Thirteen Spheres
In 1694, Isaac Newton and David Gregory debated whether or not thirteen non-overlapping spheres could simultaenously touch a central sphere. It was known that this was possible to do this with twelve spheres. They would never get a definitive answer, and a proof that this is not possible only emerged in 1953.
Above, we try to get a hint as to the answer by using an optimization technique known as simiulated annealing, so named because of its similarity to the annealing process of manipulating a material's final properties by heating it up and cooling it down in a slow and controlled manner. In essence, the technique works by starting at a random state, and by constantly modifying it slightly. We progress slowly to an optimal solution by accepting modifications that lead to worse outcomes with a probability less than 1. If the modification is better, we always accept it. We slowly decrease this negative acceptance probability to 0, in order to arrive at a final solution. By accepting worse outcomes with a certain probability we get to explore more of the state space than we would if we used a greedier algorithm.

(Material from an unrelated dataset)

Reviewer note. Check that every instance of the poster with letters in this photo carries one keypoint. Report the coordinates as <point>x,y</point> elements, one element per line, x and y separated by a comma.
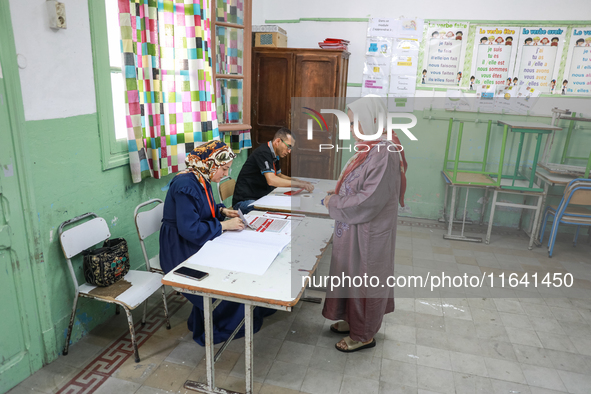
<point>444,53</point>
<point>577,72</point>
<point>538,57</point>
<point>495,48</point>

In the case of the thirteen spheres, we place the spheres randomly. Then we proceed by slightly nudging the location of one of the spheres. In each case, we calculate the maximum radius, \(R\) that the spheres can have without overlapping, and accept the new configuration with some probability less than one if the maximum radius has gotten smaller. To converge on a final solution, I decrease this negative acceptance probability according to the formula \[p=0.2 \exp(-t/5000),\] where \(t\) is the number of milliseconds that the animation has been running.
To make it clear which spheres are limiting the maximum size of the spheres, I have coloured the touching spheres red.
In the case of 13 spheres, we usually land at a final radius of between 0.9 and 0.91, which suggests that it may not be possible to simultaneously position 13 spheres of unit radius.
Of course, this technique applies to any number of spheres, not just 13. In the case of 12 spheres, the algorithm readily discovers that you can simultaneously place 12 unit spheres, and in fact you can position somewhat larger spheres, with a radius of around 1.1.
Simulated annealing is a very widely used optimization technique because of its extreme simplicity and generality. For the technique to apply, all you need is to have some notion of modifying the configuration to a nearby one.
Simulated annealing is an example of a Monte Carlo Markov Chain technique by the way that states are selected at random and future states are selected probabilistically.
On the other hand there are some shortcomings to the simulated annealing algorithm. Doing the algorithm repeatedly can be slow, especially if it slow to compute the cost function. The algorithm also uses very little information about the problem, which can make it inefficient. For instance, when the landscape of the cost function is smooth, stochastic gradient descent would be a better choice.
The simulated annealing algorithm works better the more moves you make and the slower you decrease the acceptance probability. In the demonstration, we decrease the temperature faster than you probably would if you were serious about finding an optimal solution.
There are some theorems that have been proven regarding the convergence of the simulated annealing algorithm to the optimal solution, but these generally require an impractical number of moves to be made, and are not relevant to practice.
I got the idea to study this problem from watching this video by the École Normale Supérieure, which covers exactly this topic.